Пападакис опять пощелкал по стакану, мгновенно возбудив беспокойство пчелы.
– Наш товарищ, заточив пчелу в стакан, решил, что это слишком ничтожное для нее наказание. Он взял ложку и стал бить по стакану. Резкий неприятный звук, должно быть, был в стакане еще оглушительней. Пчела обезумела, а я…
Филипп Пападакис сильно забарабанил пальцами по стакану. Пчела заметалась.
– Я подумал, что не надо мучить пчелу, нужно отпустить невинное создание на свободу.
Директор смотрел на Кассандру и ангельски улыбнулся:
– Слово не разошлось с делом, я поднял стакан.
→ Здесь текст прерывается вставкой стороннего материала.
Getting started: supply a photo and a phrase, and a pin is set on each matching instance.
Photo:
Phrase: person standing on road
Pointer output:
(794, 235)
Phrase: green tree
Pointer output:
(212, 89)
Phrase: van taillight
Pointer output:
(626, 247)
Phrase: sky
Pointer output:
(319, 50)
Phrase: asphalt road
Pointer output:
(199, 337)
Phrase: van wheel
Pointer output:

И что же? Пчела тут же набросилась на меня и пребольно укусила в руку. Еще хуже было пчеле. Как вам известно, в отличие от шершня у пчелы на жале есть зазубрины. Когда, укусив, она собирается улететь, застрявшее жало вытягивает из нее внутренности.
Эти слова звучали очень горько.
– Мучилась пчела. Мучился я. И все потому, что я проявил великодушие. Пчела поступила глупо, она укусила руку, которая ее освободила. Пчела поплатилась за свою глупость смертью. У меня боль прошла, но благодаря ей я хорошо усвоил полученный урок.
Директор пошарил рукой среди вещей Кассандры, лежавших на стуле.
Только бы не забрал мои часы «Пробабилис»!
Он вытащил книгу «Проклятие Кассандры».
– Неблагодарность – вот главная беда этого мира. Беда Кассандры троянской в том, что она не пожелала отблагодарить Аполлона. Беда несчастной пчелы в том, что она не сумела быть мне благодарной за свободу. И вы тоже укусили меня, когда я желал вам только добра. Разве не так?
Директор отвернулся от Кассандры и посмотрел в окно лазарета.
– В истории множество подобных примеров. Возьмем хотя бы Людовика Четырнадцатого. Он разорял страну, строив себе дворец в Версале, ведя дорогостоящие и бесполезные войны, большую часть которых проиграл. Он утопал в немыслимой роскоши и презирал своих подданных. Народ голодал, страна обнищала. Однако Людовик Четырнадцатый считается замечательным государем, «королем-солнце». Он сам себя так называл, и историки охотно с ним согласились. Его наследник, Людовик Пятнадцатый, обнаружив, что казна пуста и страна корчится в агонии, пальцем не пошевелил и передал все проблемы своему сыну, ставшему Людовиком Шестнадцатым. Этот Людовик решил, что нужно все-таки залатать пробоины, нанесенные дедом. Людовик Шестнадцатый стал принимать меры, которые могли бы улучшить жизнь народа. Он решил обложить налогами аристократов, которые до этого их не платили. Он ввел «Тетради жалоб», где каждый его подданный вне зависимости от сословия имел право сообщить о своих личных обидах и нуждах. Он первым в мире заинтересовался мнением народа. Но никто не увидел в нем новатора, каким он являлся на самом деле, а его прозорливость и щедрость расценили как слабость и уступчивость. Он закончил свои дни, как известно, на эшафоте. Ему отрубили голову при всеобщем одобрении того самого народа, которому он так хотел помочь.
Директор выглядел очень огорченным.
– Неблагодарность правит миром.
Филипп Пападакис взглянул на стакан с жужжащей пчелой.
– Как нам поступить с этой пчелкой? Конечно, я мог бы опять ее выпустить на свободу, но теперь я знаю, что по невежеству и неблагодарности она укусит меня, причинит мне боль и погибнет сама. Что ты думаешь об этом, Кассандра?
Он обратился ко мне на «ты».
Девушка с большими светло-серыми глазами ничего не ответила. Директор покачал головой, потом приподнял стакан. Но прежде, чем пчела успела улететь, он раздавил ее с хрустом на тумбочке у изголовья кровати. Кончиками ухоженных пальцев он приподнял полосатое, черное с желтым, существо и поднес его к глазам Кассандры. На лице у него появилась гримаса, и он стал еще больше похож на актера Дональда Сазерленда.
– Вот, что я должен был сделать в самый первый раз. И это единственное правильное решение. Прекратить страдания пчелы. Я считаю, что не должно вторгаться в существующий миропорядок и спасать других вопреки их воле.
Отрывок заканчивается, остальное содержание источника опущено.